In other words, if you run a nuclear power plant that is connected to the Internet via an unauthenticated gateway and the government somehow learns of that fact, this EO would not allow the government to take any actions, other than to (a) inform you that you are operating designated critical infrastructure and (b) offer to enroll you in a program to have the government unidirectionally share nonclassified attack information with you.
In particular, CISPA contains no provisions that would enable the US Government to request private information from private companies. The information that CISPA allows private companies to share is limited to network attack data.
The idea that CISPA would be a vector for DHS and DOJ to get warrantless access to email and Facebook messages, though, is hyperbolic and more than a little silly, because DHS and DOJ already have a warrantless way to get most of that information --- court orders.
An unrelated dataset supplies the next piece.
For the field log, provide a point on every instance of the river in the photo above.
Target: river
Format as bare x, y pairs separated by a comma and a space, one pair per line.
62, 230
It's ˙totally˙ reasonable to be concerned about the ease with which the government can get access to information via court orders. But that's a concern that's orthogonal to CISPA; if anyone meant CISPA as an an additive to the mechanisms the government already uses to get email, the bill would be written differently.
It is as always worth mentioning that CISPA is an opt-in measure.
I flagged this, for what it's worth. I upvoted other stories on the cybersecurity EO (I did a clause-by-clause comparison of the just-signed EO with last year's published EO draft, so it'd've been nice to have some place to discuss it). I flagged some other bad ones. And which one makes it to the front page of HN? This one. Sigh.